To train our model *Synergy* as a byte-level language model, we tokenize the dataset using a simple UTF8 tokenizer, which encodes any text into bytes according to the UTF-8 standard and then treats each byte as a token.

### Model Hyperparameters {#subsubsec:model-hyperparameters}

In all experiments, our model *Synergy* has totally 32 layers, with 4 layers in the encoder part, 24 layers in the middle, and 4 layers in the decoder part.
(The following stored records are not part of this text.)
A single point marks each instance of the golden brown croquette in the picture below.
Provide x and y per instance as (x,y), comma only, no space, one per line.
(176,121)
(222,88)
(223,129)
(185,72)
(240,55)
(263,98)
The embedding dimension and the hidden dimension of all transformer layers, is 1024. Every transformer layer consists of a 16-head self-attention layer with 64-dimensional Q, K, V, and an MLP layer with SwiGLU activation [@shazeer2020gluvariantsimprovetransformer] and 4096-dimension intermediate [^2].

By default, the model is trained with sequences of length 1024, and the corresponding number of tokens in the middle part is 224. For positional encoding, we choose the widely used RoPE [@su2023roformerenhancedtransformerrotary]. Recall that we deliberately removed the positional encoding in the middle part, so it only affects the encoder and decoder.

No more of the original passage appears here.